Closed brainbytes42 closed 2 years ago
The NeighboursQueryFactory
is the interface you're after, using this constructor (https://github.com/oracle/tribuo/blob/main/Clustering/Hdbscan/src/main/java/org/tribuo/clustering/hdbscan/HdbscanTrainer.java#L212), but it looks like we still use the distance function independently of the query factory in HDBSCAN so supplying your own implementation won't work today. We can't change the distance enum without breaking backwards compatibility, but we can look at switching it over to be an interface in the next major release. The enum for NeighboursQueryFactoryType
should be a convenience and not be required in at least one codepath, so that shouldn't be a problem.

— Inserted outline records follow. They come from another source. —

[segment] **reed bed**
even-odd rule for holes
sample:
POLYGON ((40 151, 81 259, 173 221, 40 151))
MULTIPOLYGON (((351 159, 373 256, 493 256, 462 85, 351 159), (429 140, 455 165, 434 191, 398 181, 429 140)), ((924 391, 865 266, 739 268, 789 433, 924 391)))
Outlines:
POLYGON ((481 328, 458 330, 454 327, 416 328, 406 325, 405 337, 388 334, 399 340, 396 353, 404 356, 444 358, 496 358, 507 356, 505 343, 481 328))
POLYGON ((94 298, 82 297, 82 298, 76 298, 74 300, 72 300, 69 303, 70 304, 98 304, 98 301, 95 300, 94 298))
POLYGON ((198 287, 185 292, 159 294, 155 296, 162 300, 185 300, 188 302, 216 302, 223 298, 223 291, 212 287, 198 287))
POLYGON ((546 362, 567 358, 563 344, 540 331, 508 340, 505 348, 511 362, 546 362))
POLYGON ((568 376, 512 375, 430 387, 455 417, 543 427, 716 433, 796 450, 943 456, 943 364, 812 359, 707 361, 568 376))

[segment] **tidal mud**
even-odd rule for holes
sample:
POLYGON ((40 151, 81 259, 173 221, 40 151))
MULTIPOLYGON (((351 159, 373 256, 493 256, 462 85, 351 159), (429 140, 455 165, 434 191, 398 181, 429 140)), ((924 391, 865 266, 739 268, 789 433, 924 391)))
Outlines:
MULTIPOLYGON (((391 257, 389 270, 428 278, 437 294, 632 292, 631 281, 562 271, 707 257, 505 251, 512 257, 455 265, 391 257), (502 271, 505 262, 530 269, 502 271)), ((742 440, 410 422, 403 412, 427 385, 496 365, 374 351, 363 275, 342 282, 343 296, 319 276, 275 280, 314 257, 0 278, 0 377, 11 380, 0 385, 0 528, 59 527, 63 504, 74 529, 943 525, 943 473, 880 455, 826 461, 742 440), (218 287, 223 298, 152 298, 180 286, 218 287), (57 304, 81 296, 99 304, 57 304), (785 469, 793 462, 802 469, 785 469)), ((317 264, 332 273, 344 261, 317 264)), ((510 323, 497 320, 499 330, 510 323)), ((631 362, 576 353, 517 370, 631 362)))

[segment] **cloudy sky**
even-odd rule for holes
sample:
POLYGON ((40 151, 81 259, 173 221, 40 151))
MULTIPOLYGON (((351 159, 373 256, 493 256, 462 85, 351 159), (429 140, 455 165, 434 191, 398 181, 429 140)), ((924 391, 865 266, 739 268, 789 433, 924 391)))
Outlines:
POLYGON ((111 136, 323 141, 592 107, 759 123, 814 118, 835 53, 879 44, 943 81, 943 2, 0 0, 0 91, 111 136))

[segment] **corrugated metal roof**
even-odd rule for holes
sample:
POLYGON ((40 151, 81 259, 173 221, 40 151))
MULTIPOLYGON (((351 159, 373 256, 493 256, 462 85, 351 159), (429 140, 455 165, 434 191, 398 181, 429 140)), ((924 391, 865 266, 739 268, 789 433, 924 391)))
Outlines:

Wasn't too hard to migrate over to a Distance
interface without breaking compatibility, so we'll get this in before 4.3.
Hi there,
I was really happy to find a Java-HDBSCAN-Implementation, but at the same time, I'm a little sad, why there are Enums used for the initialization? DistanceType and NeighboursQueryFactoryType are both enums and therefore not extendable with custom Metrics. https://github.com/oracle/tribuo/blob/04c6fc35f95ec3843c0e2df3da88b91554c1abc1/Clustering/Hdbscan/src/main/java/org/tribuo/clustering/hdbscan/HdbscanTrainer.java#L197 For my usecase, I have a custom distance-Matric and also a matching custom Datastructure to provide nearest neighbours (it uses the distance between shapes), but I'd need to change the enum and can't just implement a simple interface and inject those custom parts. Therefore, I think it would be good to migrate those enums to implement an interface that is used for the algorithm; then I could implement the interface and also use my code in the algorithm.